Futebol

“A gente se odeia, mas se respeita”…

Quando eu era adolescente as brigas eram raras entre torcedores de times rivais. As torcidas saíam juntas do estádio. As arquibancadas eram divididas ao meio, metade para cada torcida. A distância entre os torcedores era não mais que dois metros, e para separar havia apenas um corredor de policiais de cada lado; na hora do gol era quase possível encostar no rival. Não havia gangues travestidas de torcidas organizadas. A violência não era a tônica.

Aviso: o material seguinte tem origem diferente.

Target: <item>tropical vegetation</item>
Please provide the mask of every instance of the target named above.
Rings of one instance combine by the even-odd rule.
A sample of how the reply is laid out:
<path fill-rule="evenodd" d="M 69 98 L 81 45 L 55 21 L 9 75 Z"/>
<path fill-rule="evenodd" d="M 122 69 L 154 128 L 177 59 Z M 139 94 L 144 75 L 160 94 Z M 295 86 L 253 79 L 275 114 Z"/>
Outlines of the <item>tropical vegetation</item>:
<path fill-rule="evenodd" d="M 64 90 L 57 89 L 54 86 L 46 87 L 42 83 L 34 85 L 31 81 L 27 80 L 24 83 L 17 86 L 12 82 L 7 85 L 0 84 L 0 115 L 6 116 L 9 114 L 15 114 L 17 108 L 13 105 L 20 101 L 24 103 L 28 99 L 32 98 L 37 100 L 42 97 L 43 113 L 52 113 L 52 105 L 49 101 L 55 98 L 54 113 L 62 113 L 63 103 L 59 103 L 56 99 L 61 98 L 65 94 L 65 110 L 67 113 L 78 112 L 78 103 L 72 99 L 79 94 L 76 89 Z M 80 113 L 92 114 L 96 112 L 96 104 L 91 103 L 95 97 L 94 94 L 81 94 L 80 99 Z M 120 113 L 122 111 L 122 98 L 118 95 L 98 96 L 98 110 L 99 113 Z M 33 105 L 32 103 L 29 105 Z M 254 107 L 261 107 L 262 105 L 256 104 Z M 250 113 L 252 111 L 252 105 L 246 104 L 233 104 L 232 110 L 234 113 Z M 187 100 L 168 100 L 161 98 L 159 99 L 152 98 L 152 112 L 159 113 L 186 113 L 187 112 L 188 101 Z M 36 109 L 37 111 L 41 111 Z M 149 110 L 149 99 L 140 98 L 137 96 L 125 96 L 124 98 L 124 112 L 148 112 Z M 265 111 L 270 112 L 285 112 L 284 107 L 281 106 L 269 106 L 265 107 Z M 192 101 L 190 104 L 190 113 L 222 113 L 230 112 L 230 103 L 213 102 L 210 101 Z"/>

Havia “flauta”, brincadeiras, deboche, festa, carreatas na rua e muita gozação. A violência foi inserida a partir dos anos 80, e no mundo todo, espelhando o fenômeno “hooligan” da Inglaterra. Aliás, fenômeno esse deflagrado durante os tempos de neoliberalismo feroz de Margareth Thatcher. Todavia, para entender esse fenômeno é necessário se dar conta de que não houve uma modificação no futebol e nos clubes que justifique esta transformação dramática no comportamento das torcidas; a mudança foi social, com repercussões em todos os setores da sociedade. O nobre esporte bretão apenas acompanhou as modificações sociais que se estabeleceram.

O futebol, como legítima manifestação da cultura, não poderia ficar isolado das transformações drásticas na economia. A falência do capitalismo, a concentração obscena de renda, o empobrecimento da classe média, fizeram com que o futebol se tornasse um repositório natural das nossas frustrações. Passamos a usar esse esporte como o espantalho das nossos fracassos e fragilidades. Jogamos no futebol a nossa raiva, numa catarse coletiva; o adversário é o chefe, o patrão, o vizinho, o colega que nos oprime, as mulheres que não nos quiseram, os homens que nos desprezaram, os políticos, os ricos, os imigrantes e tudo quanto nos agride.

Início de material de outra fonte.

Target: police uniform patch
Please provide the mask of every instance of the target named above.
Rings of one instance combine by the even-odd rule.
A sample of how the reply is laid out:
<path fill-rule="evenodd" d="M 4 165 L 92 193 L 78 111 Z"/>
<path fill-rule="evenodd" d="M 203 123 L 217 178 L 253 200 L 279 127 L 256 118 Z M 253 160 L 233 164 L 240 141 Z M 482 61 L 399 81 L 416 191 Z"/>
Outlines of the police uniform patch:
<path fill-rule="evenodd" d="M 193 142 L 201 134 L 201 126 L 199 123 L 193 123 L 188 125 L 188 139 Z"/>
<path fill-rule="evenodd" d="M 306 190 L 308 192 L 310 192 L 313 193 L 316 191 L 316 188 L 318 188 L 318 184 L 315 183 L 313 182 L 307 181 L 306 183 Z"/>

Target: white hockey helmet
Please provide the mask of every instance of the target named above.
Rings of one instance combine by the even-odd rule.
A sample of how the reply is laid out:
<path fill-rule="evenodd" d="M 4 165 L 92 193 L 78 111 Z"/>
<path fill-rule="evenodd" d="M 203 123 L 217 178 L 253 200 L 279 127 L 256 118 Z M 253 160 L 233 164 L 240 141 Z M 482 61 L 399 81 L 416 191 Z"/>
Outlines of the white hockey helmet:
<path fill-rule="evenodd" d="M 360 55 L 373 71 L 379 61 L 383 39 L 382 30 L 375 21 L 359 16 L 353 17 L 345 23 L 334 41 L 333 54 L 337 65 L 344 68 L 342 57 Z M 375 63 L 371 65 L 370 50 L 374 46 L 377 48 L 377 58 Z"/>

Nosso grito, em verdade, é contra a opressão que produz ricos e miseráveis. Entretanto, é inconsciente ainda. Não estamos cientes do nosso inimigo, e o confundimos com as cores do nosso adversário. O dia em que acordarmos para esta realidade o futebol não vai precisar ser usado para canalizar tanta frustração. O que nos faz jogar sobre este esporte tantas emoções é a neurose coletiva amplificada e abrangente. Como estrutura básica do ser humano ela não pode ser curada, mas pode ser civilizada se (ou quando) seus condicionantes – o capitalismo – forem superados, para que a paixão pelo esporte não se confunda com a violência explícita.

Não existe “cura” para a violência das torcidas que não passe pela mudança profunda da estrutura social. Precisamos curar a sociedade ajustando suas fundações, baseadas no capitalismo e no imperialismo, que estão ruindo de forma inquestionável. Enquanto houver opressão e violência imbricada na cultura ela vai se expressar no futebol e naqueles que amam esse esporte. Não há como curar a neurose projetada no futebol sem tratar a sociedade adoentada, que usa o futebol como válvula de escape para os nossos fracassos.